Toprağı boşaltmayı planlıyoruz. Yapının etrafındaki toprak yerin de Birinci Tunç Çağı’nın yüzeyi olduğunu anladık. Bu yıl yaklaşık 50 metrekarelik alanda yürüttüğümüz hafriyat çalışmasında 1,5 metre derinliğe indik. Höyük yüzeyinde bulduğumuz bulgular bize, milattan evvel 2600-2500 yıllarında bu tarih öncesi periyot yerleşiminin terk edilmiş olduğunu ve buraya Orta Çağ’a kadar bir daha yerleşilmediğini gösterdi.”

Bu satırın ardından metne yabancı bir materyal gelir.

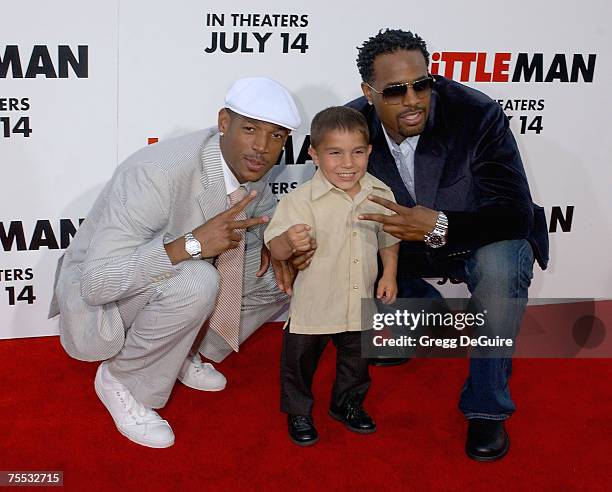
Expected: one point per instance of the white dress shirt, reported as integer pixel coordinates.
(404, 159)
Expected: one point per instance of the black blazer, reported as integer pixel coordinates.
(468, 165)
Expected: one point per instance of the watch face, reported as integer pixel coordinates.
(435, 240)
(193, 247)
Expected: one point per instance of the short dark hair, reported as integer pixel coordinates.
(387, 41)
(337, 118)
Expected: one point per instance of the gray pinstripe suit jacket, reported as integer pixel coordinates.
(156, 195)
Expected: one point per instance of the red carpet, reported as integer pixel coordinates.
(51, 419)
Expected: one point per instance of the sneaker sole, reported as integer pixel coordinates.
(216, 388)
(485, 459)
(303, 444)
(352, 429)
(143, 442)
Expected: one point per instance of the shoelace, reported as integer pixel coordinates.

‘BAŞKA SARNIÇLAR DA OLABİLİR’
Doğal kayalığın üzerine kurulan kalenin sitadelinde çalışma yürüttüklerini lisana getiren Kılıç, “Burada su yok. Suyu aşağıdan taşımak zorundasın. Gerektiğinde kullanmak ya da aşağıdan taşınan suları depolamak üzere bu sarnıcı yapmış olmalılar. Sarnıcın birini bulduk. Öteki sarnıçlar da olabilir. Gelecek yıllarda sürdürülecek kazılarla ortaya çıkacaktır. Bu sarnıçların su için kullanıldığı açık. Bu Ahlat’ta bulduğumuz birinci sarnıç. Bu bakımdan kıymetli. Mimari olarak da enteresan bir yapı. Kubbeli ve yuvarlak, üstü tonoz örtülü, kesme taşlardan kireç harcı kullanılarak yapılmış.” diye konuştu.
Geçmişte Ahlat’ın kıymetli yerleşim ve cazibe merkezlerinden biri olduğunu söyleyen Kılıç, her yıl kalenin ehemmiyetinin biraz daha anlaşıldığını ve buranın Ahlat’ın eski idare merkezi olduğuna dair göstergelerin arttığını vurguladı.